The main players of the textile industry were together in Porto to discuss the impact of digitalization and sustainability in the business.
How can we assure a true sustainable supply chain for the textile business? From fibers production to retail, the answer is: digitalization. It was one of the main outcomes of the 2019 Annual Conference of Textile Manufacturers Federation (ITMF), hosted by Textile and Clothing Association of Portugal (ATP) in the city of Porto, Portugal.
This year, the topic couldn’t be other than: “Digitalization & Sustainability: their impact on the global textile industry.” For three days, we have been discussing with world leaders in the sector, watching technical and business sessions about the paths through digitalization and ways of having a more sustainable textile industry.

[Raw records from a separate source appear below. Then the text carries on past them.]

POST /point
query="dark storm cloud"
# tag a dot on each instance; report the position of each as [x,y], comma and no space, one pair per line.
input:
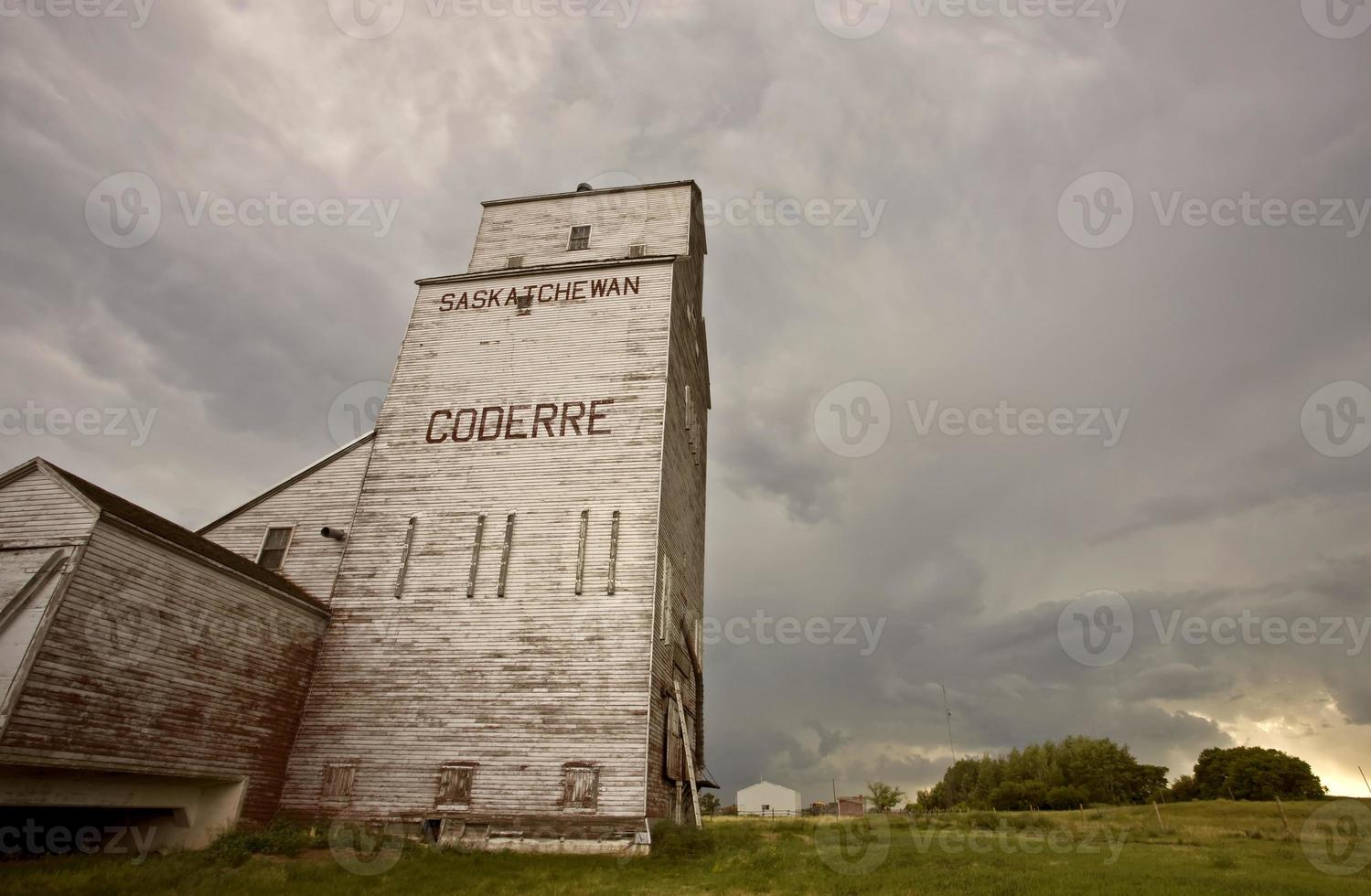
[967,292]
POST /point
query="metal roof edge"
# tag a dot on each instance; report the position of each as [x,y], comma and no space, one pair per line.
[487,203]
[543,269]
[288,481]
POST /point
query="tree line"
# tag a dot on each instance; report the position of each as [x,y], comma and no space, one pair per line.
[1087,770]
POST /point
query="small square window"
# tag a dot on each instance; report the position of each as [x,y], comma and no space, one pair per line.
[337,781]
[454,785]
[580,788]
[274,546]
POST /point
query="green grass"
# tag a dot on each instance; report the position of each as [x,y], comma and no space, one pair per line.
[1203,848]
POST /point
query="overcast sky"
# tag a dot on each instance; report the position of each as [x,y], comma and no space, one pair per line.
[969,277]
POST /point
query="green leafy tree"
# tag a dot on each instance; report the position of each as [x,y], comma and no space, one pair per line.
[1255,773]
[1066,773]
[884,796]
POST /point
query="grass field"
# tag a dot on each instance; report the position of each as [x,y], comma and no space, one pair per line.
[1203,848]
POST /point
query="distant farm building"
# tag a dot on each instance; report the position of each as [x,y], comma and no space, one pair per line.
[768,799]
[481,621]
[852,805]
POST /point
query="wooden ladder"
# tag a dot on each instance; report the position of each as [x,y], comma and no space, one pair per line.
[690,753]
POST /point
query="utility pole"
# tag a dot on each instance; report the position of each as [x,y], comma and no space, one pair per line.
[950,745]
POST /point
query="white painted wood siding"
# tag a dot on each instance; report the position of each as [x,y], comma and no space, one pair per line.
[541,677]
[326,496]
[772,796]
[36,510]
[539,229]
[210,687]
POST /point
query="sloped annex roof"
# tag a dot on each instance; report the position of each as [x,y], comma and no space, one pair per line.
[109,503]
[287,483]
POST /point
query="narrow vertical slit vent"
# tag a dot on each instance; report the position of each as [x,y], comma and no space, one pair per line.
[404,558]
[505,555]
[476,555]
[580,552]
[613,552]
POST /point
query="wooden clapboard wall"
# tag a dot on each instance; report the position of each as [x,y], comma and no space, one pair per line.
[208,682]
[527,684]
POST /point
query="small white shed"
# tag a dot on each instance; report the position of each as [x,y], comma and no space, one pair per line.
[768,799]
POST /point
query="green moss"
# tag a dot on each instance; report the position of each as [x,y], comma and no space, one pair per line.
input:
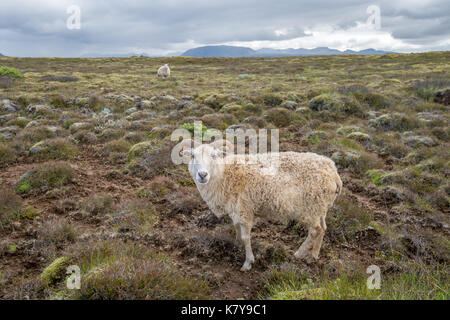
[282,117]
[56,271]
[57,149]
[10,72]
[45,177]
[7,155]
[375,176]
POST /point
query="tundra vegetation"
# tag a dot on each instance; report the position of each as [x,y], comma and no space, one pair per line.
[86,176]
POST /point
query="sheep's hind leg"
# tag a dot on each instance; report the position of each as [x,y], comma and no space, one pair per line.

The session called “Shaping the business models of the future” discussed how to implement digitalization in the factories, from small companies to big industrial plants, bringing the fashion industry to the discussion. Joachim Hensch, managing director of Hugo Boss Textile Industries, and Kim Hellstrom, Strategy Lead on Climate and Water for H&M Group, were between the speakers and shared with the audience their companies’ cases.
The human resources behind the digitalization were the central topic of Dr. Stefan Hild’s talk, called “The Future of Artificial Intelligence is Human”. Dr. Hild defends that the generated data from the machines should be used to provide a better experience for the users, in this case, the factory employees. Enhancing human usage of the machines through data, you can also open some space for creative processes, to improve workflow and results. Dr. Hild believes that a creative mindset combined with data information is the perfect match for having employees making better decisions while dealing with the machines. It’s a combination of mathematical precision and human creativity at its best, understanding artificial intelligence as a way of enhancing the work, never replacing it.
From the beginning of the chain, we had some main sessions around cotton production, to guarantee transparency and traceability in the whole process. Recycled fibers were also an important part of the conference, mainly in pointing out the challenge in working with polyester.
The ITMF 2019 also gave space for small and innovative companies. In two sessions led by start-ups, companies like Haelixa, from Switzerland, and Springkode, from Portugal, had the opportunity to unveil their cutting-edge technology projects for the textile industry.
New frameworks and practices were also discussed by the members of IFTM, together with other associations and related entities, like EURATEX. The conference was opened by the president of ITMF, Kayak Sung, and the president of ATP, Mário Jorge Machado.
One of the general sessions discussed the textile industry in Portugal and in Europe, moderated by the vice-president of ATP, Miguel Pedrosa Rodrigues. Among the topics was Portugal as a case study and inspiration in competitiveness in the industry, presented by Isabel Furtado, CEO of TMG Automative and President of COTEC, Portugal.